In terms of the open source technology it’s built upon, SilverStripe is written in PHP and runs on Apache HTTP Server / Nginx (we use the latter pretty much exclusively now) and Linux-based web servers. This makes it cost-effective to deploy, and it’s easy to find developers who can (and want to) work with websites built using these stacks. It works brilliantly with Amazon Web Services (AWS), allowing us to develop websites that scale upwards and outwards to handle huge traffic spikes in traffic, and also utilize many of the products in the AWS ecosystem. In addition, despite it’s origins, SilverStripe will happily run on Microsoft Windows platforms too, and was the first open source product certified by Microsoft to do so.
Use of open source technology results in better software. As well as reducing development costs, encouraging reliability (no dirty secrets), and principled security through peer view, your organization is not held to ransom by a proprietary vendor.
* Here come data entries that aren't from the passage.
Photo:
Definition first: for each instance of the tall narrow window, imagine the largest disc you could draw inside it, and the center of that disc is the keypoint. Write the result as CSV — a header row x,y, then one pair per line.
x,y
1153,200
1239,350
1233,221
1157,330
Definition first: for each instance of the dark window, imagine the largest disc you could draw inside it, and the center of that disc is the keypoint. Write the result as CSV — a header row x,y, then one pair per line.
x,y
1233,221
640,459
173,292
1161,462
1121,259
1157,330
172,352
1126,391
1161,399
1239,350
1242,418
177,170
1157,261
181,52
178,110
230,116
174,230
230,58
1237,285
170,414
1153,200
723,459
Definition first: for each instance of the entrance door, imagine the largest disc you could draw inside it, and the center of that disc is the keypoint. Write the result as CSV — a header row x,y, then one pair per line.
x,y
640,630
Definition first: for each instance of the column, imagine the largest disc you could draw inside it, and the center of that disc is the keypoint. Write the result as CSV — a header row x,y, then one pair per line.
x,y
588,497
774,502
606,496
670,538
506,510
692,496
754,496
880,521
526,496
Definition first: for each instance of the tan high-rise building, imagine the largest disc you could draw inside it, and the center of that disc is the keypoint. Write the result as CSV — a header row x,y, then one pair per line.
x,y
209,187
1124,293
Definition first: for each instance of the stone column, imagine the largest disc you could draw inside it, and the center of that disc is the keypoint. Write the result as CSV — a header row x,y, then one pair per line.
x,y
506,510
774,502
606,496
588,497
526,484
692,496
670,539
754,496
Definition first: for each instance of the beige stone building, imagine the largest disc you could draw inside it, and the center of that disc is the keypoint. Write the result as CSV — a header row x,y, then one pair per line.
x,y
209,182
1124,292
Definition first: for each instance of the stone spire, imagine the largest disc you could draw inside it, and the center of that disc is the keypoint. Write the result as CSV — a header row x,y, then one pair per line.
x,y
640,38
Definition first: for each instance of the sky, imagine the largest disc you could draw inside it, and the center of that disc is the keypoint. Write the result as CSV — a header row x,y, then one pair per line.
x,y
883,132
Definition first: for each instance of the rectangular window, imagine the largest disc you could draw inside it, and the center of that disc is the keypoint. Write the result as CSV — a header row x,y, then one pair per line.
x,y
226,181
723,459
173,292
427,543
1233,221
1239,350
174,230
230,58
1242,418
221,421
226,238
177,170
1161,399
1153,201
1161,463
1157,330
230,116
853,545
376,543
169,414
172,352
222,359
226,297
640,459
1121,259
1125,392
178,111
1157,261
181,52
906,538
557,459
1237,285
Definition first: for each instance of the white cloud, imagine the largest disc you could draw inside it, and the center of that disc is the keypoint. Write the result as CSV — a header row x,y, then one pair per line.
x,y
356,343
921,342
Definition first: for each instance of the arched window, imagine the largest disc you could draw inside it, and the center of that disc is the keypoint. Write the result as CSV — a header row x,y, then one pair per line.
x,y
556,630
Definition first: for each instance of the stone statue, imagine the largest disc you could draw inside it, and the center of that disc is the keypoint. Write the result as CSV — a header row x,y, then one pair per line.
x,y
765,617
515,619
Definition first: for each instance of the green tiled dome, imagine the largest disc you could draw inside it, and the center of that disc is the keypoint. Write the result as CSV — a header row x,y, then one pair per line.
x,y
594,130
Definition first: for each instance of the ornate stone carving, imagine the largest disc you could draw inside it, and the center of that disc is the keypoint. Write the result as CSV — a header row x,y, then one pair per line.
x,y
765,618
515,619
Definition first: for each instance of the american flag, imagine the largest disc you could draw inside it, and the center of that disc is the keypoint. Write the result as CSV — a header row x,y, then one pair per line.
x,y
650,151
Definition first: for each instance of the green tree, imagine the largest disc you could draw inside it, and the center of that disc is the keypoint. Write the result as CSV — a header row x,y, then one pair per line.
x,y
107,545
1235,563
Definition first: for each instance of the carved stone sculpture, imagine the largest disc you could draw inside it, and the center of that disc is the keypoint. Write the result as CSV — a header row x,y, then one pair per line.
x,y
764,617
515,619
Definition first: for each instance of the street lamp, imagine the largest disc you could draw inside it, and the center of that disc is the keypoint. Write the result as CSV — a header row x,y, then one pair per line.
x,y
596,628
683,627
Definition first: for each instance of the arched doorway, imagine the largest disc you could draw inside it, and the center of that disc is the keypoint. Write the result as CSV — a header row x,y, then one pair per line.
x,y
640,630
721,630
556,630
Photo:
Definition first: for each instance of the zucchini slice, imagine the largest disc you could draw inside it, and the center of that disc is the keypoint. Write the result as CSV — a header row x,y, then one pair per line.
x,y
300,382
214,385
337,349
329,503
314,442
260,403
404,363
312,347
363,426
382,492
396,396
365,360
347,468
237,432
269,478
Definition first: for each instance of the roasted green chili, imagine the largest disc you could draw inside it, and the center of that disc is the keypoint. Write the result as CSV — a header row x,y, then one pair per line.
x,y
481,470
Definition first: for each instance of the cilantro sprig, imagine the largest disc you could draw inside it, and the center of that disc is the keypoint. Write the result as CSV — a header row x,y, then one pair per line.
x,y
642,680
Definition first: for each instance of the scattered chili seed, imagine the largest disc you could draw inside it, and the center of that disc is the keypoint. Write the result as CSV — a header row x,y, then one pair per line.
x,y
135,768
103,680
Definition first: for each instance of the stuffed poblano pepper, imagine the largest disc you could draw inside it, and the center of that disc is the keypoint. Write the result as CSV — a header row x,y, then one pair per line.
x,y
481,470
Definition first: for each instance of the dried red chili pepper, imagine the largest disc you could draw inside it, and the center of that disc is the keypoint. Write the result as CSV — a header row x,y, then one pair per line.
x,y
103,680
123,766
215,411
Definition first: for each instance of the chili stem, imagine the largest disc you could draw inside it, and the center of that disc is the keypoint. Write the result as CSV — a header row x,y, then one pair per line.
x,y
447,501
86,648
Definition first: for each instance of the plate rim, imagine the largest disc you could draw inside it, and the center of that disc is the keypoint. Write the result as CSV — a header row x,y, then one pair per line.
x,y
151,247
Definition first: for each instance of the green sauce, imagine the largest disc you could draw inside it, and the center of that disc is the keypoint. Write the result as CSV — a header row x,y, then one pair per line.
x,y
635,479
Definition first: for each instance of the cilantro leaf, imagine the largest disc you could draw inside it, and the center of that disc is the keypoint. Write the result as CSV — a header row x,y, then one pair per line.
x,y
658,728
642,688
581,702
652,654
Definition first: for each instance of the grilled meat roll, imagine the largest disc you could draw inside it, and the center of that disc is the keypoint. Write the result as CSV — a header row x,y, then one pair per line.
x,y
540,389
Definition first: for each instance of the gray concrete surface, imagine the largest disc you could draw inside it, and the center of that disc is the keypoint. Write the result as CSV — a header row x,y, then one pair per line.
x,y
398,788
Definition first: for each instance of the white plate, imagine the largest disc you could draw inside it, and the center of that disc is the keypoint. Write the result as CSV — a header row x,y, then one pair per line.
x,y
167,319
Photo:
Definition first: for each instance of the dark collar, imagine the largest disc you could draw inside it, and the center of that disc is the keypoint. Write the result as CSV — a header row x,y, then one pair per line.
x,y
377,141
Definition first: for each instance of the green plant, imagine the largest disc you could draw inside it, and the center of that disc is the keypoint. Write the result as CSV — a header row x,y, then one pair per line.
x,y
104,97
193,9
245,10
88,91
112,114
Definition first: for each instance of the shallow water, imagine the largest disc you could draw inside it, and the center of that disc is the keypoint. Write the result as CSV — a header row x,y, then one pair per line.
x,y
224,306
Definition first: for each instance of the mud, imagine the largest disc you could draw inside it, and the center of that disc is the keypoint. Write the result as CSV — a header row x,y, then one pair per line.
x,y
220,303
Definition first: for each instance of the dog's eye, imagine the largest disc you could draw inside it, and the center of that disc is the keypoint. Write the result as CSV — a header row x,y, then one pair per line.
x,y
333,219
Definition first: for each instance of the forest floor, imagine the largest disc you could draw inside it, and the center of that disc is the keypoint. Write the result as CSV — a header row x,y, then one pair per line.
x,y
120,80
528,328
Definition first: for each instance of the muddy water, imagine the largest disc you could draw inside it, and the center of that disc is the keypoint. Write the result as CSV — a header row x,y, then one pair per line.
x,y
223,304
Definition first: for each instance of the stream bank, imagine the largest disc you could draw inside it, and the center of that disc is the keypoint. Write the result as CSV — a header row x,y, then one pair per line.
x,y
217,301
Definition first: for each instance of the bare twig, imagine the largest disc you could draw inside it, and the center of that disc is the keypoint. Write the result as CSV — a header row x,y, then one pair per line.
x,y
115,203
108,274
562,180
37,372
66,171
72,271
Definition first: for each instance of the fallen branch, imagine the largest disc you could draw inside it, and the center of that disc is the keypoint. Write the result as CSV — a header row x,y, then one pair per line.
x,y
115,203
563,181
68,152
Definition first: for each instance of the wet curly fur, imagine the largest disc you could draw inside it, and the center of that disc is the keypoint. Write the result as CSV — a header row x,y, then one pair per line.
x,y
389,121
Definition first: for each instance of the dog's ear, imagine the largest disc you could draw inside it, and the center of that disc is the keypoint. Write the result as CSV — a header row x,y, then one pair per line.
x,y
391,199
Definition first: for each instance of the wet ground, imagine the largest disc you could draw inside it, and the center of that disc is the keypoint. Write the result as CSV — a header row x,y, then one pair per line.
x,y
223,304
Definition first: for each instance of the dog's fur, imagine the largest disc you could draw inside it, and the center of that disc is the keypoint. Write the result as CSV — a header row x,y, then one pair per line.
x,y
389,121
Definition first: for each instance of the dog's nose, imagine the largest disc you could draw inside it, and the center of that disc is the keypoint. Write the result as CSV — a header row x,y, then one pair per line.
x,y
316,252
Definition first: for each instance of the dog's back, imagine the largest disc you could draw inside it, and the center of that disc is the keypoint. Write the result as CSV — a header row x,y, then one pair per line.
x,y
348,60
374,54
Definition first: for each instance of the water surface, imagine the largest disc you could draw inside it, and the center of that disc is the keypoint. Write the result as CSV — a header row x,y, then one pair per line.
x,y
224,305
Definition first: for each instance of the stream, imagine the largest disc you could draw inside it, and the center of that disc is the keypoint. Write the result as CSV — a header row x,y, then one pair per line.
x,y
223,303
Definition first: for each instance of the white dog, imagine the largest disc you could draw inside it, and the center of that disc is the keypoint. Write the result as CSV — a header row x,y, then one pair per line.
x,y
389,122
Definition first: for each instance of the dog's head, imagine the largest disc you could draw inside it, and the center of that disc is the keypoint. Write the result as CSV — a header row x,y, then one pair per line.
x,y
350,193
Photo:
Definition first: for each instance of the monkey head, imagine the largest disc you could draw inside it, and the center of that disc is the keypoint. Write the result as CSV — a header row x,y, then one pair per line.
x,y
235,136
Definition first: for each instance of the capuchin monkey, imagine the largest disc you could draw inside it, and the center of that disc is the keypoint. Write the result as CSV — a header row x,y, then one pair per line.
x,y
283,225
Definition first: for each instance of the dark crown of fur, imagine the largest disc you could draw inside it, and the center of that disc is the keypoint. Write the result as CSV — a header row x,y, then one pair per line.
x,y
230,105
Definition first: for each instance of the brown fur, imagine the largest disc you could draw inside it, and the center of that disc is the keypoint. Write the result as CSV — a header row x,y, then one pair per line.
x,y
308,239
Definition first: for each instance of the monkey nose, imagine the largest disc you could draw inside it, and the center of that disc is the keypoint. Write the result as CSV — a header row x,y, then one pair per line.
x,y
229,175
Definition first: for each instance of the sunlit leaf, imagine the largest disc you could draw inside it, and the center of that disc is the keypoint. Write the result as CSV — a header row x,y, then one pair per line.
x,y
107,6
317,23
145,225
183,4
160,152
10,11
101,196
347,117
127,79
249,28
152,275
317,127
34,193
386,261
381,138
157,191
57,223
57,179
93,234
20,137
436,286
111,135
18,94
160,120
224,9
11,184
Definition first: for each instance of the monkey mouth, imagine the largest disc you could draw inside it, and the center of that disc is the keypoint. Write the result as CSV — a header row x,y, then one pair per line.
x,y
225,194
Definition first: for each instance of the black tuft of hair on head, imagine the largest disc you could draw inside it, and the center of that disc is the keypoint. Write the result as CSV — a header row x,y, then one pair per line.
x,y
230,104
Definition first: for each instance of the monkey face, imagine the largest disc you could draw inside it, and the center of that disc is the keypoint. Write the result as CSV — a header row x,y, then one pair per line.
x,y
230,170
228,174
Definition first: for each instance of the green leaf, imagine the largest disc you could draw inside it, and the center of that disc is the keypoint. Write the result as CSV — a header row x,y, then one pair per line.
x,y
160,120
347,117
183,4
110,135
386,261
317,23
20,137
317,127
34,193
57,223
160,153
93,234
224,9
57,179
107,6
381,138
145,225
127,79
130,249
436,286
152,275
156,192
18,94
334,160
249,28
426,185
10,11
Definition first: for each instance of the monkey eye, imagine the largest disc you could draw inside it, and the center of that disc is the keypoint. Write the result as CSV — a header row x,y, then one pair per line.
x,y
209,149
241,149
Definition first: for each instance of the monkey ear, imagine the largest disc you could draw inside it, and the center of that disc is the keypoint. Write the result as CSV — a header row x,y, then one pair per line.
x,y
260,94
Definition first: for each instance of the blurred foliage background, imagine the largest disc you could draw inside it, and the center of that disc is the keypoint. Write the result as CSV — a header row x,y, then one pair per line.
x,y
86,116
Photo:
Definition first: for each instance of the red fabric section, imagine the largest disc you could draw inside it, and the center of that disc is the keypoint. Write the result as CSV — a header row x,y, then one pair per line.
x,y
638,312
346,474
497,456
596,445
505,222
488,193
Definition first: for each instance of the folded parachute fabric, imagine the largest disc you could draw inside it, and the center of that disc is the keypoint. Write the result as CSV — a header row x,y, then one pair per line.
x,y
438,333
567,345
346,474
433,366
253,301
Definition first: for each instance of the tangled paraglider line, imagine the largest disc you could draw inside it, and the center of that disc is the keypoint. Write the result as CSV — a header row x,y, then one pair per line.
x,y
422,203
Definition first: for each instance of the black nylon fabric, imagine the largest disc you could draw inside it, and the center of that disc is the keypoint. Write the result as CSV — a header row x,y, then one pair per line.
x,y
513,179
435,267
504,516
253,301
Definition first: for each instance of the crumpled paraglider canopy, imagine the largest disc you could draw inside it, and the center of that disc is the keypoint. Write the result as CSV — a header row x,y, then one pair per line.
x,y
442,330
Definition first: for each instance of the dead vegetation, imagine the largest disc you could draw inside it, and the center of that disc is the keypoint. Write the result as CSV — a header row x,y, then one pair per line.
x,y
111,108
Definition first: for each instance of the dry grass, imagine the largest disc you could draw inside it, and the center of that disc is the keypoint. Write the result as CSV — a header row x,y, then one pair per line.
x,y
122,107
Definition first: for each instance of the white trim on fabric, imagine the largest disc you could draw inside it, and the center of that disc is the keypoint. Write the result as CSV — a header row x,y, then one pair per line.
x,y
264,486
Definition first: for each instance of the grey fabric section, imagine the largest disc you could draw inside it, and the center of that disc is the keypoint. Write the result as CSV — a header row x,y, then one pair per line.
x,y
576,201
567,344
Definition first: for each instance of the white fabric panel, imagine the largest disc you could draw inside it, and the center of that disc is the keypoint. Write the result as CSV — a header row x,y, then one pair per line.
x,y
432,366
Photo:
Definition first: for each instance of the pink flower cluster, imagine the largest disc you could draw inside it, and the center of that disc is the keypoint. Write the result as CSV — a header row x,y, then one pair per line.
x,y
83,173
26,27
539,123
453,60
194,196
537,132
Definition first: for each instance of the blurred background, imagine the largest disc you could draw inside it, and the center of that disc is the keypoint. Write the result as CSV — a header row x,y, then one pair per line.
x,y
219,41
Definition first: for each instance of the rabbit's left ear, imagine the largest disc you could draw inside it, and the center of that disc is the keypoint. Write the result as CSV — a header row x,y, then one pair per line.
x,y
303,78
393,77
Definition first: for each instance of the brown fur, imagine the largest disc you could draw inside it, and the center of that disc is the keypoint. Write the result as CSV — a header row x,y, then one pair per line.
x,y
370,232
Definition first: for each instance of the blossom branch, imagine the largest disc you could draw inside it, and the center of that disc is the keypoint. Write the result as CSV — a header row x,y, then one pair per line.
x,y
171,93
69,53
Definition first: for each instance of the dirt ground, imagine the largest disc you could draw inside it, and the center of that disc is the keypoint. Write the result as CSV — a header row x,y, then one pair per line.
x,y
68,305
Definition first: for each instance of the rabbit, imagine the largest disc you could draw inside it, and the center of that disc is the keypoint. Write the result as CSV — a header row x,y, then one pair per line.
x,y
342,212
You need a degree of transparency and collaboration that using open source software allows for without the constraints of restrictive software licenses. It enables people to focus on building solutions that solve genuine problems and further your organization’s purpose without an expensive glass ceiling.
Made loves Silverstripe
We believe SilverStripe is a great fit for building your arts marketing website, and we love using it. It doesn’t require you to invest heavily in a particular vendor or pay annual / per server / per environment license fees. You don’t need to subscribe into ‘the Drupal way’ or any other particularly odd method of doing things, or adopt yet another set of idiosyncratic terminology into your work day vocabulary.
Arts organizations should not underestimate the value of marketing content they publish on the web, and should ensure that it’s stored and structured in a way that’s easy to expose. As the pervasive and ubiquitous nature of the web continues to evolve, in both interface and medium, we continue to recommend SilverStripe as the best CMS to create content on the web.